Blog > Systems for life

Orders of Magnitude

Gregorio Cabral - November 08, 2020

TL;DR

A project to provide access to reference numerical values that help make sense of numbers when consuming content.

The struggle

When consuming content on a daily basis, I get exposed to many different magnitudes.

For example, I may read an article telling me that Boom Supersonic has released a plane that flights at 2300 km/h.

Here, since I know that commercial airplanes have a cruise speed of around 900km/h, I can tell “wow! that will make long distance flights take half the time”. Then I get more interested in the subject, probably hoping understand how they got to make such a significant increase.

But later I might read that the Argentinean bank reserves are at 10B USD or that Tesla will be manufacturing 300k cars in 2021.

There they lost me. Those two magnitudes mean nothing to me. I will probably not even read all of the figures before moving on to the next word.

In many cases, content creators give reference values, so that might keep my attention in the subject. But will most probably have forgotten about these values next time a related magnitude comes up in an article or news I’m reading.

In the cases where I know some reference values, I can make better sense of the content I am consuming. These values help me measure the impact of events, see patterns and abnormalities and make judgements. This is what get me engaged in topics, pushing me to remember new reference values and thus making all these knowledge compound.

The proposed solution

I have been pondering with a project that I am calling The Orders of Magnitude Project. It would consist in collecting, organizing and presenting a curated list of reference numerical values from different areas of knowledge.

Not sure about the details of any of the steps yet, but I’ve been keeping a list of the magnitudes that I would like to feature. Some of them are: years ago (big bang, dinosaurs and human civilization), distances (galaxies, planets and artificial satellites), population (earth, continent, country, city, stadium, plane), surface (country, farm, land, room), CO2 emissions (vehicles, factories, animals), website traffic (big social networks, small e-commerce), calories in food (meals, dishes, treats), company valuations (unicorns, startups, small lifestyle businesses).

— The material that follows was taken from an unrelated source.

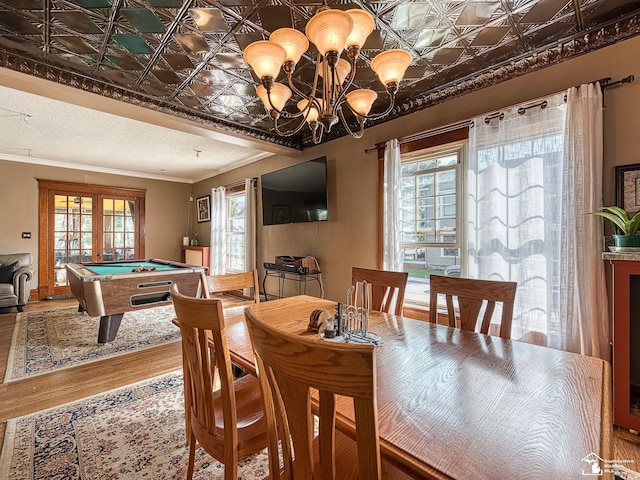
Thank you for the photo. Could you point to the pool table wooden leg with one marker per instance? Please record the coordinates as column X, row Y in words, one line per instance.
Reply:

By learning a few of these well selected magnitudes for each field, I would be able to create a grid that will slowly get wider with time. The wider the grid of magnitudes that I dominate, the wider the range and depth of information I will be able to understand and appreciate.

It doesn’t work if I have to search for the values in an external device. That delay in the information flow caused by stopping to perform searches breaks the train of thought and engagement with the content at hand. Instead, having a “Fluency in Order of Magnitudes” would imply having these reference values to live in my memory, ready to be used without interruption.

Provided that I have well organized data, I am confident I can achieve an acceptable level of retention in memory. I have been using space repetition for years now and I am happy with the result.

Also, I think this would be a good information database to have access to once I can have a Neuralink implanted in my head. That would help with the “presenting” step of the project, since I would just need to make an API that Neuralink will connect to. But until then I would be happy with relying on my old school organic memory.